# Pandas Best Practices Demonstration

This Jupyter Notebook, `Pandas_1.ipynb`, is designed to showcase some of the best practices in pandas. Throughout this notebook, we will explore various pandas techniques that aim is to provide a practical guide to writing clean, memory efficient, and maintainable Python code. 

Let's dive in and start exploring Pandas best practices!

## Summary
- use PyArrow
- review the data types after loading the dataframe
- get function docs in place if possible. 
- check memory usage
- chain your transformations
- split the transformations maps/dictionaries 
- use `.query()`
- define your filtering condtions as variables.

## Introduction

* Python can be very slow when you don't use the right tools and data types specially when you handle datasets because in Python "everything is an object"

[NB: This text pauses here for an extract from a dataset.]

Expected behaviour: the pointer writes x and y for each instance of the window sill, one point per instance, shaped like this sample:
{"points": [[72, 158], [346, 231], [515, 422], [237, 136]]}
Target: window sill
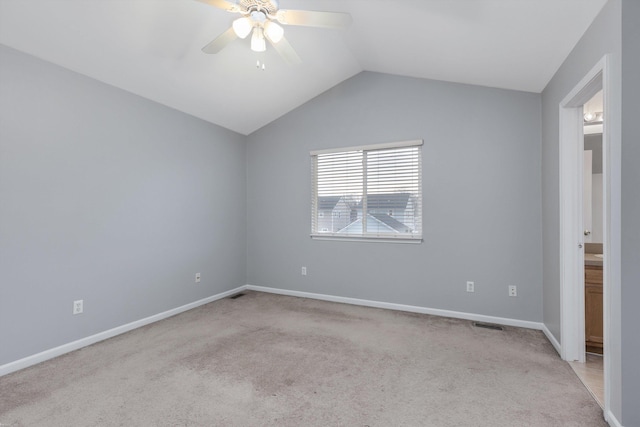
{"points": [[369, 239]]}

* There are continuous efforts to increase the scalability and the speed of pandas operations: Like Modin, `modin.pandas` data tool that implements Pandas API  to speed up the data loading and `apply` function 

* PyArrow is supported now to speed up in memory operation 

### What is PyArrow 

* python library provides a Python API for functionality provided by the Arrow C++ libraries

###  What is Arrow C++

* Apache Arrow is a development platform for in-memory analytics
* Arrow contains columnar vector and table-like containers supporting flat or nested types

In [None]:
%load_ext memory_profiler

In [None]:
import pandas as pd
# import modin.pandas as pd
import numpy as np
import pyarrow as pa

In [None]:
pd.__version__, np.__version__, pa.__version__

## dataframe methods used : 
- `memory_usage` : Returns the memory usage of each column in bytes 
- `info` :  Prints information about a DataFrame including the index dtype and columns, non-null values and memory usage.
- `describe`: Generates descriptive statistics.
- `select_dtypes` : Returns a subset of the DataFrame’s columns based on the column dtypes.
- `query`: Query the columns of a DataFrame with a boolean expression.

## Loading data

* Pandas enables choosing an engine to parse the loaded data in the dataframe. The default engine is Numpy, but we can also use Pyarrow, which is faster and more memory efficient.

#### We will time our code and check the memory usage as we go

In [None]:
%%time
df_np = pd.read_csv('data/GSS.csv')

In [None]:
%%time
# using PyArrow
df_ar = pd.read_csv('data/GSS.csv', dtype_backend='pyarrow', engine='pyarrow')

In [None]:
%%memit
gss_np = pd.read_csv('data/GSS.csv')

In [None]:
%%memit
# using PyArrow
df_ar = pd.read_csv('data/GSS.csv', dtype_backend='pyarrow', engine='pyarrow')

## Why PyArrow?

- PyaArrow enables faster conversion of dataframes between packages like pandas and polars(build using Rust Arrow ) as blob 

- PyArrow native string types saves memory over default pandas one.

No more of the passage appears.